The light-hearted article of the day. I thought that Super-man was a bit of a rip off of Nietzsche’s idea of the overman/super-man, but no, there was someone before the big blue boy scout:
https://www.quora.com/Which-comic-book-character-ripoffs-were-more-successful-than-the-original-character
https://www.esquire.com/entertainment/a23203/original-superman/
“In 1930, a new adventure story offered American readers a cutting-edge hero — a man with titanic strength, bulletproof skin, and the ability to leap tall buildings in a single bound — but his name wasn't Superman. The character was Hugo Danner, protagonist of a luridly bad novel titled Gladiator, by Philip Wylie. The Superman we all know, created by Jerry Siegel, wouldn't appear on the cover of a published comic book until eight years later. Reading Wylie's Gladiator alongside this new movie delivers a particularly weird experience for a whole bunch of reasons. One of them being the possibility that the very aspects of Snyder's new Superman that felt the most fresh and game-changing turn out to be perhaps not so new at all.
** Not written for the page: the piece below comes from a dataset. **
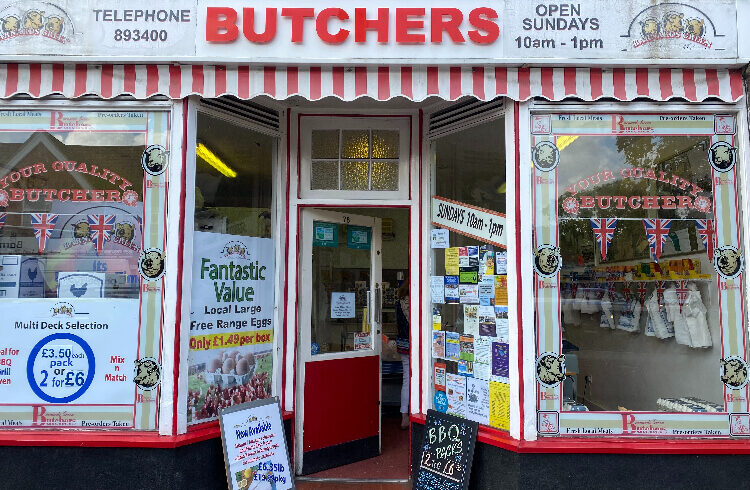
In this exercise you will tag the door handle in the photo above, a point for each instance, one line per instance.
(378, 305)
Looking past the nonsense, the book remains hard to read without suspecting the Man of Steel's original creator, Jerry Siegel, did some significant borrowing back in 1938. Hugo Danner comes from a small, rural town (Colorado instead of Kansas, but still); Danner spends a great deal of his time concealing his strength; as a young man, Danner even builds himself a remote fortress where he could find solitude. "I can do things, Dad. It kind of scares me," Danner says early in the book. "I can jump higher'n a house. I can run faster'n a train." Later on, Danner come out with this: "I'm like a man made of iron."